When I joined her, she was asking questions in her curious way about varieties of vinegars. I admired how easily her mind could slip with genuine interest from one topic to the next. I had lived in the area nearly three years with only a minimal, outsider’s need to know about the town or the life of the county, certainly no interest in chatting up the locals about their produce and home-canned goods; while she reveled in the human contact, seemed unable to imagine living in a place and not weaving herself into it.

I noticed the name on the stall.
Mayhew Farm
. I looked at the woman behind the counter. She was in her seventies, I thought, her cheeks a bit puffy, her skin lined, but still I could detect a resemblance there, in the square of her jaw, time-softened as its angles were, in the slope from her forehead through her short, slightly squat nose.

“Are you a Mayhew?” I asked. “Of Mayhew Farm,” I added as though she needed me to explain.

“I used to be,” she said. “Though I’ve been a Thompson for thirty-nine-odd years.”

Alison picked up a bottle. “It must be wonderful,” she said. “To feel so connected to a place … to be somewhere for so long …” She put it back on the vinyl gingham table cover. “I’m going to try the strawberry.” She turned to me. “Strawberry vinegar with vanilla ice cream. How does that sound?”

“It sounds good. It sounds incredible.” I looked at the woman again. “Has the family been here a long time?” I asked. “The Mayhews?”

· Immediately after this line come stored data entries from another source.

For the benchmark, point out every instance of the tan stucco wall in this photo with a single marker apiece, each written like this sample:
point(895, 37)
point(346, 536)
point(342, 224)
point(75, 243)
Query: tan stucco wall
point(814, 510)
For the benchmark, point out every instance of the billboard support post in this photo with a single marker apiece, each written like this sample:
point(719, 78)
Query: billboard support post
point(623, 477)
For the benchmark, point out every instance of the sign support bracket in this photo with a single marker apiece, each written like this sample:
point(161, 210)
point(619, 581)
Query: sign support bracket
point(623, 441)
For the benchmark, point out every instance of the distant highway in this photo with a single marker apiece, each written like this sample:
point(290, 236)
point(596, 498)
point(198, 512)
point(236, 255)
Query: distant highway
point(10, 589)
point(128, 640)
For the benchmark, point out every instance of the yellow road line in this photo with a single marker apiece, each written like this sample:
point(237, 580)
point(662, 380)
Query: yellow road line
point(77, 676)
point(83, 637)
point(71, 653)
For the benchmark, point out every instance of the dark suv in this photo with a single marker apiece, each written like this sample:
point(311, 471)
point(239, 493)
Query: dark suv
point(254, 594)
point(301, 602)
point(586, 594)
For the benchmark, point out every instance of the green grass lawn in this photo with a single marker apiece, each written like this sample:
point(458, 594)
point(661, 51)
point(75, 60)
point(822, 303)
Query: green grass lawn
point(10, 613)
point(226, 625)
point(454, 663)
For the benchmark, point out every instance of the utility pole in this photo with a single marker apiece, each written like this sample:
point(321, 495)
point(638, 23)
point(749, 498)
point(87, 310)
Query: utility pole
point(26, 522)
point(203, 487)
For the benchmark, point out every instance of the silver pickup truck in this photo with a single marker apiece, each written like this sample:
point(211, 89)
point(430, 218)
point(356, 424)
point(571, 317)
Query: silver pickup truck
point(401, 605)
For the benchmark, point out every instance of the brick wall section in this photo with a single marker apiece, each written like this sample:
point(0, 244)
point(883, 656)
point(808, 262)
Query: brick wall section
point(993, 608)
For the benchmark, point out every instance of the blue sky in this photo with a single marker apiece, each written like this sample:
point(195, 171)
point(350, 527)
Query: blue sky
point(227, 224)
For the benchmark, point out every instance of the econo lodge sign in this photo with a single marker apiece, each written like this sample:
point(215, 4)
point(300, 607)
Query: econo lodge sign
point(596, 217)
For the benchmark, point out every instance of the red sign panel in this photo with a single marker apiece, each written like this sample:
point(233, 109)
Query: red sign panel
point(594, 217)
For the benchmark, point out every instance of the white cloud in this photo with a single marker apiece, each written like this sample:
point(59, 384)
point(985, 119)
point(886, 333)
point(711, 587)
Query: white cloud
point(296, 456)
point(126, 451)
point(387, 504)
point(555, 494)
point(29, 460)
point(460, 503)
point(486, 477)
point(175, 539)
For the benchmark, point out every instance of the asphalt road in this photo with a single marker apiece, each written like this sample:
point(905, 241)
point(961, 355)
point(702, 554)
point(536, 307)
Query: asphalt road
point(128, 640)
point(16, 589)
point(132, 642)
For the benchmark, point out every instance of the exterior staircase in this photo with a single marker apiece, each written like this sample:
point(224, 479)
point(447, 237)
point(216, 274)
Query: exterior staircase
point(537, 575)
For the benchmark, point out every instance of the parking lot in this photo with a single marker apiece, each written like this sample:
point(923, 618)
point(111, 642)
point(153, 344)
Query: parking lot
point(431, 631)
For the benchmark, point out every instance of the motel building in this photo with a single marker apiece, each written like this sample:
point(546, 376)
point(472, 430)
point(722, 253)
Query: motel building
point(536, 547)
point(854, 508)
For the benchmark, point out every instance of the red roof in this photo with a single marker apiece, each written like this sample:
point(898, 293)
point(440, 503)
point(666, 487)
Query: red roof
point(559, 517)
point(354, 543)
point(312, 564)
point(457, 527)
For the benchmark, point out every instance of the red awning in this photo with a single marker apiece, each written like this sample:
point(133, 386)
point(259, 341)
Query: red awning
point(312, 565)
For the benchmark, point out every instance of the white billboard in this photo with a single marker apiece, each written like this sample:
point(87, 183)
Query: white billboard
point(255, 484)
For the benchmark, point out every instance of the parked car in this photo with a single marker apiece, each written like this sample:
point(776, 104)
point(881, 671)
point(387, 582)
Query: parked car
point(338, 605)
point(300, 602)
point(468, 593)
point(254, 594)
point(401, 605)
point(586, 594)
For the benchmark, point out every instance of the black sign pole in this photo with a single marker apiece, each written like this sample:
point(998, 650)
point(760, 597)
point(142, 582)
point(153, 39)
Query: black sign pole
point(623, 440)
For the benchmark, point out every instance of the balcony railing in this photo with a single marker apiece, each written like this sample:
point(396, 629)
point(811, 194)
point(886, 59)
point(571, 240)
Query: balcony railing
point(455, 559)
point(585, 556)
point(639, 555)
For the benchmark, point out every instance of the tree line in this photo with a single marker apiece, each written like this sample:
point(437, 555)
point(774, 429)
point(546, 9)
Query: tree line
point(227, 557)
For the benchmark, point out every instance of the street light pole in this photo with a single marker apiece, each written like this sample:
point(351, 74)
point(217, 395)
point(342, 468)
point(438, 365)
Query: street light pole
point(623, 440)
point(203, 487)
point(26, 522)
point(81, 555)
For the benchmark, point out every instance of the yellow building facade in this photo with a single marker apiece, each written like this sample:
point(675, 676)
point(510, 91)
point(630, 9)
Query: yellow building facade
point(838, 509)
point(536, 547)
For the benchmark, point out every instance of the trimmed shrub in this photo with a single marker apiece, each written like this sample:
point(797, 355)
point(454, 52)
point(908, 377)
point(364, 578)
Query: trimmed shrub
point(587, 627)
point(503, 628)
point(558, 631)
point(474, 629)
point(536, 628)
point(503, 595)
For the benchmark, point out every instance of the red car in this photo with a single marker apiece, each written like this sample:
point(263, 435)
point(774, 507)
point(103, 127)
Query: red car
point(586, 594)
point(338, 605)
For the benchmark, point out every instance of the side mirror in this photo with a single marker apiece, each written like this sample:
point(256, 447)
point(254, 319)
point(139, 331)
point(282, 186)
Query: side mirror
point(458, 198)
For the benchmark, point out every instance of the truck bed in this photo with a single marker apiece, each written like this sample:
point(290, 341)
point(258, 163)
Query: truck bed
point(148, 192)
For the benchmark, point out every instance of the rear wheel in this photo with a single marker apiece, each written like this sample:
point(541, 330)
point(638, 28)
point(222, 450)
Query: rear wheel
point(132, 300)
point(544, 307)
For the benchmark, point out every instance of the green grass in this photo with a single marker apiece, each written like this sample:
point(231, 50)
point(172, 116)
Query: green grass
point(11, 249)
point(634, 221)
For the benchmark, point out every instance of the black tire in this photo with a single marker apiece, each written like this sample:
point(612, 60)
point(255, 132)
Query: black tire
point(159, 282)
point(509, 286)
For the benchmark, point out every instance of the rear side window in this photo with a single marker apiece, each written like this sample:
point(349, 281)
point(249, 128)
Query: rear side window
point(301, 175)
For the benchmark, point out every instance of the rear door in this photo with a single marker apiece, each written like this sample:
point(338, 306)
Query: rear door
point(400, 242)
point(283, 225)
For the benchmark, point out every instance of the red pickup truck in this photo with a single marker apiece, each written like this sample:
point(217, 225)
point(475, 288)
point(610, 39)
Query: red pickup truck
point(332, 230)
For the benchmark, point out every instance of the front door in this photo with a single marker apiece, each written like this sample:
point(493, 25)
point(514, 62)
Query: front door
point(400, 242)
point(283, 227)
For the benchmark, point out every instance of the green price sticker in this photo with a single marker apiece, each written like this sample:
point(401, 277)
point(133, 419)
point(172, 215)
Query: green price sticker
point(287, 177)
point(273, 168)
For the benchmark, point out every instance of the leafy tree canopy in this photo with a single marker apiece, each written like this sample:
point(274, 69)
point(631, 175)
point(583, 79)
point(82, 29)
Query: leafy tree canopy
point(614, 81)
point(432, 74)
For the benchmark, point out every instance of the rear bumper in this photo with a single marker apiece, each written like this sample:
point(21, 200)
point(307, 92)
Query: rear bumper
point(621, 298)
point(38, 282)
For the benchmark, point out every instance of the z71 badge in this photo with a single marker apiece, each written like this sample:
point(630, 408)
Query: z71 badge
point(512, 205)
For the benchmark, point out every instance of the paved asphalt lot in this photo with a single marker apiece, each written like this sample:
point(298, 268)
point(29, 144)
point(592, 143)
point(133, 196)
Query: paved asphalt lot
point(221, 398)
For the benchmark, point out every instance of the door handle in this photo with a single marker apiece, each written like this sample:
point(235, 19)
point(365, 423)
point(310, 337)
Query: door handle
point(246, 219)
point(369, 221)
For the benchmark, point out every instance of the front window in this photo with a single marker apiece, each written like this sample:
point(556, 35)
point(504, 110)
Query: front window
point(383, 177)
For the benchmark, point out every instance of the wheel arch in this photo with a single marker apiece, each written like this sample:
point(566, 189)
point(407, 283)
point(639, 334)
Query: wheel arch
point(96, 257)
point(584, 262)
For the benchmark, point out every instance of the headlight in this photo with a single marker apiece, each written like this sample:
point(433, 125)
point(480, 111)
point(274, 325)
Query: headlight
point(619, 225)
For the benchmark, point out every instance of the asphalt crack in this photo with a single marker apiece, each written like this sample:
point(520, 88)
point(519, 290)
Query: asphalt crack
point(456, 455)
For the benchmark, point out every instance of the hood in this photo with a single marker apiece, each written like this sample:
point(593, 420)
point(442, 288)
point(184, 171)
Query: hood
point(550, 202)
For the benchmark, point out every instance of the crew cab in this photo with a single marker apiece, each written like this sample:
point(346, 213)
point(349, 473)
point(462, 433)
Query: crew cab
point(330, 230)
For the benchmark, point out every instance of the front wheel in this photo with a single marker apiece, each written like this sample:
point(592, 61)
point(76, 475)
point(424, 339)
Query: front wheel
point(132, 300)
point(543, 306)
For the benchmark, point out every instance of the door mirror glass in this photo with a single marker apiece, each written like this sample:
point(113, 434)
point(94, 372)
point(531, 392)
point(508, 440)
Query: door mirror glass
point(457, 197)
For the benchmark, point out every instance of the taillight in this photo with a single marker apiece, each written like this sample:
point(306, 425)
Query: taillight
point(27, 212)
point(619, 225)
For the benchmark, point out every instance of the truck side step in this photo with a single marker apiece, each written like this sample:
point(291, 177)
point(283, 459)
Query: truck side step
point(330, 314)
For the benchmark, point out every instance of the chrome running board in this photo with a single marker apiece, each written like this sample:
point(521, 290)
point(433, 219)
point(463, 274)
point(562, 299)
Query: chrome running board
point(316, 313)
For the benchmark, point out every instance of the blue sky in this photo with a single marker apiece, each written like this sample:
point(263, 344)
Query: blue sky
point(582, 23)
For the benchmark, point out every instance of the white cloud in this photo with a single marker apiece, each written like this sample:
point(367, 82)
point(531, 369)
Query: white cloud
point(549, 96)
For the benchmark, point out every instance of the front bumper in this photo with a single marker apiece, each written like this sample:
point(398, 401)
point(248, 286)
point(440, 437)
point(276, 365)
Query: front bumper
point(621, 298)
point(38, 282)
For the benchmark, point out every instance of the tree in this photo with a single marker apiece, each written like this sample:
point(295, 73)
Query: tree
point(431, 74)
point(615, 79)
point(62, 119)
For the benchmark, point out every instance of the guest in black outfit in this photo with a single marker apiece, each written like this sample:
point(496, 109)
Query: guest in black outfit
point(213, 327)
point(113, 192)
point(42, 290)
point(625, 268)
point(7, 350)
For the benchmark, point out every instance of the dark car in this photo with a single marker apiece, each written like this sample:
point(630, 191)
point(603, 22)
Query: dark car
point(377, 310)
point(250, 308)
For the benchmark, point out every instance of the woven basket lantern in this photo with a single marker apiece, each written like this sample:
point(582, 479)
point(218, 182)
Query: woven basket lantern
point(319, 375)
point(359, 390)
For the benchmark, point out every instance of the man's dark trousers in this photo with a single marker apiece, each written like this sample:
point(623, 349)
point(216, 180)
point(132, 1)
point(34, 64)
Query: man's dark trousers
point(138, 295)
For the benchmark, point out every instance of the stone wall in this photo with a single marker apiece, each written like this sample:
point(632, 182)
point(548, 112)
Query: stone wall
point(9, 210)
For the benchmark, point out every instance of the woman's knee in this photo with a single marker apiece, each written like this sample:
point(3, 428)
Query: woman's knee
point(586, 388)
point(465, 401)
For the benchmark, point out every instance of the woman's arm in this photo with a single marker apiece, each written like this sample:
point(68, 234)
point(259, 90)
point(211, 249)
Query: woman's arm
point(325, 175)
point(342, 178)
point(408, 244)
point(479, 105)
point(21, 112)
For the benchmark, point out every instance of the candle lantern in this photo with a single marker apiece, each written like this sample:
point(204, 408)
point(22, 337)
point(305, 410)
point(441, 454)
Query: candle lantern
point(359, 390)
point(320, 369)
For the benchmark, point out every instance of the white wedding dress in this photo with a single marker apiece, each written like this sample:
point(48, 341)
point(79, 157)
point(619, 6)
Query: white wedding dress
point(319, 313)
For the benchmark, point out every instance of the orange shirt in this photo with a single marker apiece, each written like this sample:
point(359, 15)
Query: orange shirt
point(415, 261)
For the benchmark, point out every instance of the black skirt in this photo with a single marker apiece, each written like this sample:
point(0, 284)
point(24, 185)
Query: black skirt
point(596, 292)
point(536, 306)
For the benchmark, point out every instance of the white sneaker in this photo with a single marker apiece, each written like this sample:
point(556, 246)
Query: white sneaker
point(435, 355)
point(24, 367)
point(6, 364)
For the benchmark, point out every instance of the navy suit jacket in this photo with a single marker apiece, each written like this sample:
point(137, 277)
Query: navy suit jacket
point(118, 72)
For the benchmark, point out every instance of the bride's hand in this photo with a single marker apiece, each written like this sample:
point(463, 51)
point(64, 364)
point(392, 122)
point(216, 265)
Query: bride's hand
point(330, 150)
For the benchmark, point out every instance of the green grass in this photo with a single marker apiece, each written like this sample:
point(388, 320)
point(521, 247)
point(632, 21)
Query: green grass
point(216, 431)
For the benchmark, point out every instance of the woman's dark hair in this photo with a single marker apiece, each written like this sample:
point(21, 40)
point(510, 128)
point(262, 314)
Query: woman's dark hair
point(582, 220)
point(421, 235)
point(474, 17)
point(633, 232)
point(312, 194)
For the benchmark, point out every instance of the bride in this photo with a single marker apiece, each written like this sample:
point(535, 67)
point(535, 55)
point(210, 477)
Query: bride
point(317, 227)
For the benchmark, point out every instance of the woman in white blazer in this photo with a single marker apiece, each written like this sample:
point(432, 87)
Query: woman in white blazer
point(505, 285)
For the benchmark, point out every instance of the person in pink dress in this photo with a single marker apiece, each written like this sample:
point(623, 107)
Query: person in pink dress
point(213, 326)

She took a twenty from Alison and opened her cash box. “We’ve had the farm over a hundred years.”

“I was just wondering … I heard about a Mayhew. From a while back. John. Jack. Or Jackie … He was in World War I.”

She looked up at me, startled. “Jackie Mayhew? Jackie Mayhew was my father’s brother.” Her eyes narrowed. “How could you be hearing about Jackie Mayhew?”

“It’s a long story,” I said; and she looked around meaningfully at the emptiness around us, the absence of anyone pressing me to hurry through. “I’m an artist,” I began. “I live with my husband in what used to be the Garrick place.”

“I went to school with Emily Garrick. And her brother Freddy.”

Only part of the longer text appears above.